Plains Road residents in New Paltz try, fail to negotiate access terms

(Photo by Lauren Thomas)

(Photo by Lauren Thomas)

If you live on Plains Road in New Paltz and received a letter asking you for access to your home for the design and construction of water district 5, sending it back signed but otherwise unaltered was the only acceptable response. The letter, from engineer David Clouser, was sent seeking permission to enter homes — at times that would be arranged with the homeowners — to determine exactly how to hook each house up to the new water main, as well as for the actual work. Not sending it back was to be deemed an indication that the homeowner is not interested in participating in the water district, which is now the subject of a lawsuit by some of those residents. What some of those on Plains Road opted to do is cross out the part about the construction phase, indicating that they wish to grant access for design and be asked again if and when the construction is to happen.

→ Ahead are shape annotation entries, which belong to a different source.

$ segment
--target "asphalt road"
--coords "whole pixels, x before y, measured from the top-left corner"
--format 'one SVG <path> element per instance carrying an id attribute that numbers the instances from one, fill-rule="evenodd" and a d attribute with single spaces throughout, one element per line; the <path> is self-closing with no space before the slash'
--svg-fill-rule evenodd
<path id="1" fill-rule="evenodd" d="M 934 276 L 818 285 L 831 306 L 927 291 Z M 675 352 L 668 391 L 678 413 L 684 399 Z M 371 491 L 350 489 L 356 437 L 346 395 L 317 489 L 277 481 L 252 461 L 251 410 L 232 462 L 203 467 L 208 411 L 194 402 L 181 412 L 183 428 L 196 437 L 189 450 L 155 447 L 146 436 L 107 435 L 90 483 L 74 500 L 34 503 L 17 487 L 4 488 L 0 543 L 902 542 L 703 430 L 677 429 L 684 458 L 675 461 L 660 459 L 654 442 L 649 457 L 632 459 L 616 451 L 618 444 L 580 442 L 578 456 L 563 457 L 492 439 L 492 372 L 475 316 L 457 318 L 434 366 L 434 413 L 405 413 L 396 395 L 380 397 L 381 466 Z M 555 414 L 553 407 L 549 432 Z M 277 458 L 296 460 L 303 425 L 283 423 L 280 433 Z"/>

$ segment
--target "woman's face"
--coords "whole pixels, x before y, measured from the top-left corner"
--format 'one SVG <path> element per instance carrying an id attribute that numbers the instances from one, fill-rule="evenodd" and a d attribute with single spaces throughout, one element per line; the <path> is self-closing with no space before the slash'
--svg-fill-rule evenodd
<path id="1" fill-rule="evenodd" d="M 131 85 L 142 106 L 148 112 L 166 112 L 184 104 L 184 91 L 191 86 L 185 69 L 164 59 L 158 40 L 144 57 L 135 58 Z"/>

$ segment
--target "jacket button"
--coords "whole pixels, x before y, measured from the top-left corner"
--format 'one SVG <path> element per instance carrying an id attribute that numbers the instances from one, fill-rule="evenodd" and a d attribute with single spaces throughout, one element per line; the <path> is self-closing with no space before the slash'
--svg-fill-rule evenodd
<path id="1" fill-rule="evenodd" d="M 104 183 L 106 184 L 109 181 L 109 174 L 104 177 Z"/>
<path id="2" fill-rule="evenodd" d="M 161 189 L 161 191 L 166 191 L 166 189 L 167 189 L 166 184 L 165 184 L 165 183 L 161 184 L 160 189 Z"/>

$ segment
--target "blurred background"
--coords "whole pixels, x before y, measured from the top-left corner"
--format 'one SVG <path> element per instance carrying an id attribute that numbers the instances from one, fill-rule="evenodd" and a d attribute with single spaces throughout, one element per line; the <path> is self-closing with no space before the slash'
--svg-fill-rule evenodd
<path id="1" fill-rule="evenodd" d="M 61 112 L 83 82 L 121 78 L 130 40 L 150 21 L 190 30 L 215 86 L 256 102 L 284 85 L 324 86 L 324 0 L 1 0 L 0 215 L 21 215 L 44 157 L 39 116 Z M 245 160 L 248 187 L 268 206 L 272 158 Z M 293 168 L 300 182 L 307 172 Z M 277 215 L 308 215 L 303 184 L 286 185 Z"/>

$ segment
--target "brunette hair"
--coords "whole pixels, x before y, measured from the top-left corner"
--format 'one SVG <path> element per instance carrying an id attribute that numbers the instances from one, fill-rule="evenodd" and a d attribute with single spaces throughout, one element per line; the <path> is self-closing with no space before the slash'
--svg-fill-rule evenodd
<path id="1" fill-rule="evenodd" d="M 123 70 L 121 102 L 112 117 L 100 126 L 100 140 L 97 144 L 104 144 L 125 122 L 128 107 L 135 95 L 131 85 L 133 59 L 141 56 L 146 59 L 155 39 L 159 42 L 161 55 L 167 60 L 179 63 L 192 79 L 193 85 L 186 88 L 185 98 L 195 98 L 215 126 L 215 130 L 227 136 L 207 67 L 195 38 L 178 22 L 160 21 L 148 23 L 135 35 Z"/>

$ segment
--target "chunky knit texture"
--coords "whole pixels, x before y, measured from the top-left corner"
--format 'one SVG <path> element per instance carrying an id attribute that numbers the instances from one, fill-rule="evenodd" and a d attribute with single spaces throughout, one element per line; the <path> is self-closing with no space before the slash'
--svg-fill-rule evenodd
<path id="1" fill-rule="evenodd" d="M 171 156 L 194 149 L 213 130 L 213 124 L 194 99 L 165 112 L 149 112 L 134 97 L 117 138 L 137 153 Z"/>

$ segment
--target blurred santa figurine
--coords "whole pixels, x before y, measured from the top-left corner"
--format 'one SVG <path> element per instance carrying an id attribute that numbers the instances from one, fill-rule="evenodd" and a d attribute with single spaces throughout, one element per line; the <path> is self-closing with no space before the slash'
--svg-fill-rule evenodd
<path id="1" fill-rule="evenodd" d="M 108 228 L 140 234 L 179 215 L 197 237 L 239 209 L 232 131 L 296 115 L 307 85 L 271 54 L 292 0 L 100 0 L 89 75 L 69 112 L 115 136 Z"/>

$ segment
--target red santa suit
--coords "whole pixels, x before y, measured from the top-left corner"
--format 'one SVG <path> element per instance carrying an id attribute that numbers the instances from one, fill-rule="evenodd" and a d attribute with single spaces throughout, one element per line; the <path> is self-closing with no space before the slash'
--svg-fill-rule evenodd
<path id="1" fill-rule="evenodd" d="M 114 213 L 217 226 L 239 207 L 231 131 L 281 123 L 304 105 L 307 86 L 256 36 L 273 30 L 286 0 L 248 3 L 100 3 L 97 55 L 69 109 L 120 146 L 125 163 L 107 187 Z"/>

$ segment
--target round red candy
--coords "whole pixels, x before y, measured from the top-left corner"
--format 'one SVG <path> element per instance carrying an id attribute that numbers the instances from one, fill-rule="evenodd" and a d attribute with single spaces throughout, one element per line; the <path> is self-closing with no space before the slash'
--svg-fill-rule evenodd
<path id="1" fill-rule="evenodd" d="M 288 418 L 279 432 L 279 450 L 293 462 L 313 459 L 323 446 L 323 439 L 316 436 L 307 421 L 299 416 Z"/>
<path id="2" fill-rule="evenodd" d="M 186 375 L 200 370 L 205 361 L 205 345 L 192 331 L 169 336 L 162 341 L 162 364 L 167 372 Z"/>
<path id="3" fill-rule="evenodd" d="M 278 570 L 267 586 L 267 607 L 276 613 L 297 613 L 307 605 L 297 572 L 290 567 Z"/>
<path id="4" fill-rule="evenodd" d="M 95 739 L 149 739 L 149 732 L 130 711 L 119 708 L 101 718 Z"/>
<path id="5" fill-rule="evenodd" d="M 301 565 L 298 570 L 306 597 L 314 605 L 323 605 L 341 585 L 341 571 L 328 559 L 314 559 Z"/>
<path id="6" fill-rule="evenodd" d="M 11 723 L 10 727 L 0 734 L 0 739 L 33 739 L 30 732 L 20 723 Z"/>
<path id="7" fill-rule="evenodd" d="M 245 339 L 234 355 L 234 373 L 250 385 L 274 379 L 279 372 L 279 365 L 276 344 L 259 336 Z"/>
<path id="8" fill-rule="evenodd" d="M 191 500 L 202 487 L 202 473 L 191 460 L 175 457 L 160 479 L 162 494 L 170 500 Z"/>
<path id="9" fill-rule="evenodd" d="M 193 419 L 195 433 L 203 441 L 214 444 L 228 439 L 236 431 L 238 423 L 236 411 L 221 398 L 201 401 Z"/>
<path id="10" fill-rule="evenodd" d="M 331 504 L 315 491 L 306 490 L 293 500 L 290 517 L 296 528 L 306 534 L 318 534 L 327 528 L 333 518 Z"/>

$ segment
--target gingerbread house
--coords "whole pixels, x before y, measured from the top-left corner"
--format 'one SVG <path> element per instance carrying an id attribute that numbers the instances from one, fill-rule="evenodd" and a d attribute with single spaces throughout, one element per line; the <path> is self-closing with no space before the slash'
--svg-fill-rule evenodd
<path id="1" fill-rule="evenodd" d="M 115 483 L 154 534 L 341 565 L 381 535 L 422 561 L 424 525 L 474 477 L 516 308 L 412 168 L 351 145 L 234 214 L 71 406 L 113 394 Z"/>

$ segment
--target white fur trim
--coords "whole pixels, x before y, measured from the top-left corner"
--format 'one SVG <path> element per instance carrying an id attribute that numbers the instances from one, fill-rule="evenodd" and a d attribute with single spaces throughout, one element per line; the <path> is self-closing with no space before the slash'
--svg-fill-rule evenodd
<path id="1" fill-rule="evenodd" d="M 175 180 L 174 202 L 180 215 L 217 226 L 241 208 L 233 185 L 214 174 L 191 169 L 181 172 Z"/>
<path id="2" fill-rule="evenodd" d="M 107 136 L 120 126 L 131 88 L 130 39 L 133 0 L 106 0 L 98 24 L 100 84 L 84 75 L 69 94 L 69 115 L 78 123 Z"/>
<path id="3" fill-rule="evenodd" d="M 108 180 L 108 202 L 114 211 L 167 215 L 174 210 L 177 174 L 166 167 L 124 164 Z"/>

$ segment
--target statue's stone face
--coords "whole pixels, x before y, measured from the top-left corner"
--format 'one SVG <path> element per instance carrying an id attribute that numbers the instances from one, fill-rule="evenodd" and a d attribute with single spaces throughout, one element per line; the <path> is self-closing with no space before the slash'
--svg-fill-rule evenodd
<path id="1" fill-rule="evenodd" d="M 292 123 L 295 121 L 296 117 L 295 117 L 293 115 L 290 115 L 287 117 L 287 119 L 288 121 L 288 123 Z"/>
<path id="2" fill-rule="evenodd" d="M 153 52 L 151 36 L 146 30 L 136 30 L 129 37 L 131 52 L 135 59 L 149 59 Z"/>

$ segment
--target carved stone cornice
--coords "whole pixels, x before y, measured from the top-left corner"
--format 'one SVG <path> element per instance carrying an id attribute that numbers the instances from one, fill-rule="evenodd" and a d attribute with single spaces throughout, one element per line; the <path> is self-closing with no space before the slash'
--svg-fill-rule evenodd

That won’t fly, and during a special New Paltz Town Board meeting last Thursday, July 14 they were advised by Town Supervisor Neil Bettez, who said that town officials hadn’t considered a third response option. Efforts will be made to reach out to those who sent in a modified letter, as well as the small number who haven’t responded at all.

Beekeeper Chris Harp is also trying to negotiate, although he did so during public comment. Harp, who is opposed to the water district, nevertheless wants to reduce its impacts on his business should it be constructed. His concern is that the water main should run as close to the middle of the street as possible, to minimize damage to the black locust trees lining both sides. Those trees are critical to the health of his bees and his business.


Board members also approved measures to borrow over $4,000,000 in connection with the project; $1.8 million will be the buy the land at 101 Plains Road from David Roehrs, and $2.375 million for design and construction. These are funds which are expected to be reimbursed from the coffers of New York City.